Thursday, March 1, 2018

Sharing folders between VirtualBox host and guest machines


This post is the 4th installment of the VirtualBox series. The focus is on how to share folders between the host and the guest OSes. Part 1 of the series shows how to install VirtualBox on a Debian host, and how to create a FreeBSD virtual machine. Part 2 outlines the post installation tasks, including installing the universal VirtualBox extension pack. Part 3 shows how the guest OS can access USB drives mounted on the host.
The method outlined in this blog post works for Linux and Windows guest OSes but not FreeBSD. You can set up NFS or Samba to share a folder between a Linux host and a FreeBSD guest.

Prerequisites

To share a folder using the following procedure, the OS-specific guest additions package must be pre-installed. Part 1 of this series includes instructions for installing the guest additions package for the FreeBSD guest OS.

Procedure

  1. Declare the shared folder on host OS.
    Open the Oracle VM VirtualBox manager on your host machine, select the target guest OS, and click Settings. Note that your guest machine does NOT need to be powered off.
  2. Select Shared Holders, and click the Plus button to add a shared folder. Note that you can have more than 1 shared folder.
  3. Specify the path for the shared folder.
    Click the down arrow next to the Folder Path parameter, select Other, and navigate to the target shared folder.
  4. Configure the shared folder.
    The Folder name field refers to the folder name on the guest OS, which defaults to the folder name you specified in the last step. You should note the folder name in order to identify the full folder pathname on the guest OS. For example, if the shared folder on the host machine is /home/peter/Music, the corresponding folder name defaults to /media/sf_Music on the Ubuntu guest OS, and \\vboxsvr\Music on the Windows guest OS.

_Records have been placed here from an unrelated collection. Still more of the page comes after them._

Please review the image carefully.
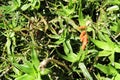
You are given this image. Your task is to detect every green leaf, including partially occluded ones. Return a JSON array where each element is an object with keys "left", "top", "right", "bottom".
[
  {"left": 79, "top": 63, "right": 93, "bottom": 80},
  {"left": 114, "top": 62, "right": 120, "bottom": 69},
  {"left": 94, "top": 63, "right": 118, "bottom": 76},
  {"left": 56, "top": 50, "right": 78, "bottom": 63},
  {"left": 106, "top": 5, "right": 119, "bottom": 11},
  {"left": 31, "top": 46, "right": 40, "bottom": 69},
  {"left": 108, "top": 52, "right": 115, "bottom": 66},
  {"left": 91, "top": 39, "right": 113, "bottom": 51},
  {"left": 15, "top": 74, "right": 35, "bottom": 80},
  {"left": 21, "top": 4, "right": 31, "bottom": 11},
  {"left": 40, "top": 68, "right": 51, "bottom": 75},
  {"left": 13, "top": 63, "right": 34, "bottom": 75}
]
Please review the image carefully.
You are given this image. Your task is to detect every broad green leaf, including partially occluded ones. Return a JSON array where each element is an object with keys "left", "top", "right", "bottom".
[
  {"left": 21, "top": 4, "right": 31, "bottom": 11},
  {"left": 114, "top": 74, "right": 120, "bottom": 80},
  {"left": 106, "top": 5, "right": 119, "bottom": 11},
  {"left": 94, "top": 63, "right": 118, "bottom": 76},
  {"left": 91, "top": 39, "right": 113, "bottom": 51},
  {"left": 79, "top": 63, "right": 93, "bottom": 80},
  {"left": 78, "top": 0, "right": 85, "bottom": 26},
  {"left": 98, "top": 50, "right": 112, "bottom": 57},
  {"left": 108, "top": 52, "right": 115, "bottom": 66},
  {"left": 15, "top": 74, "right": 35, "bottom": 80},
  {"left": 56, "top": 50, "right": 78, "bottom": 63},
  {"left": 17, "top": 0, "right": 21, "bottom": 7},
  {"left": 114, "top": 62, "right": 120, "bottom": 69}
]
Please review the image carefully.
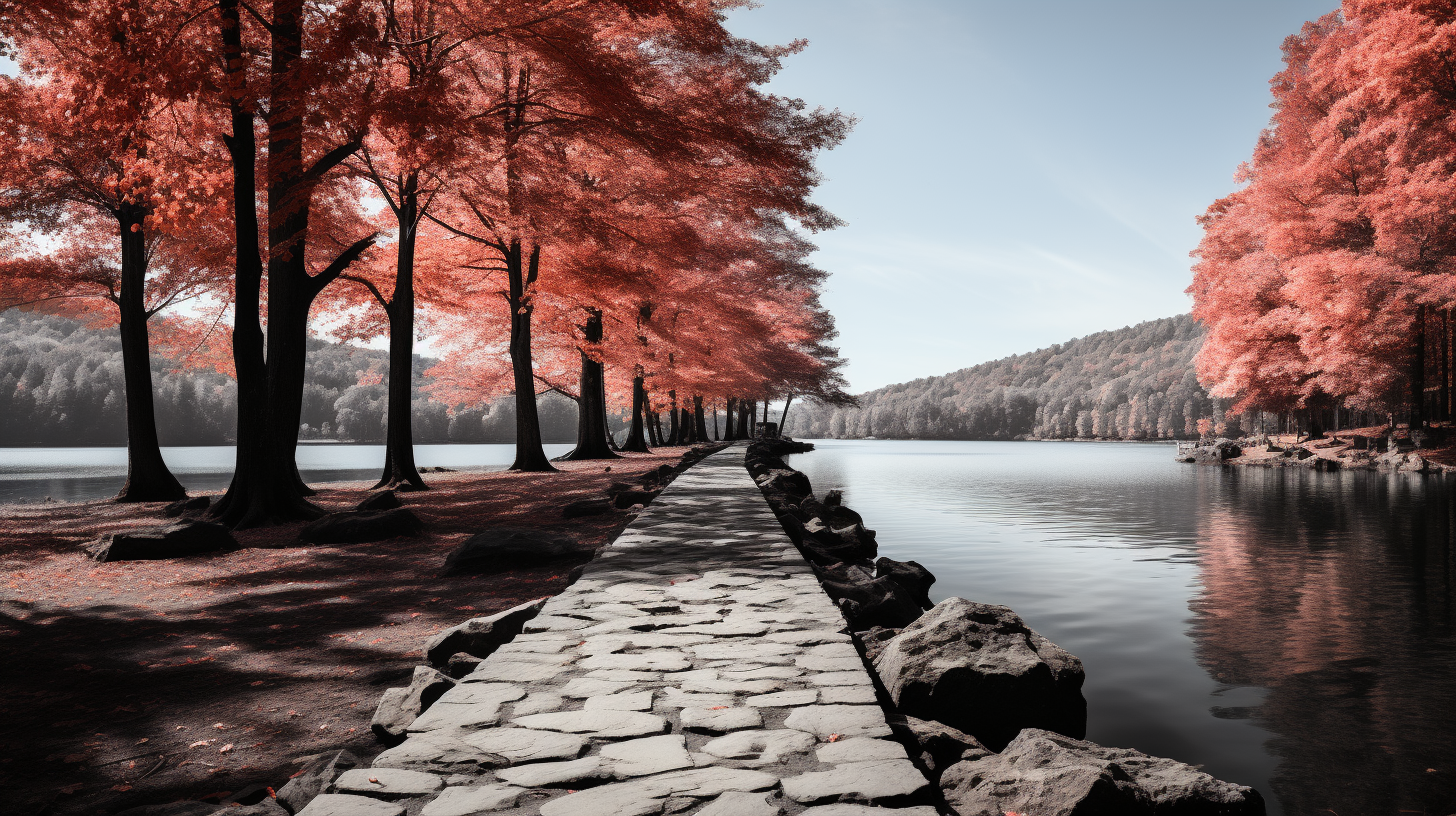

    The Auto-mount checkbox should be enabled. Optionally, you can also mount the folder manually, but then you must modify access permissions in order to make the folder writable by non-root users.

    Unless the shared folder is for one-off use only, you should enable the Make Permanent checkbox.
  5. Power recycle the guest machine.
  6. Grant folder access permission to non-root users.
    This step only applies to Linux guest OS(not Windows). Login to the guest OS, and add regular users to the vboxsf group using the following command.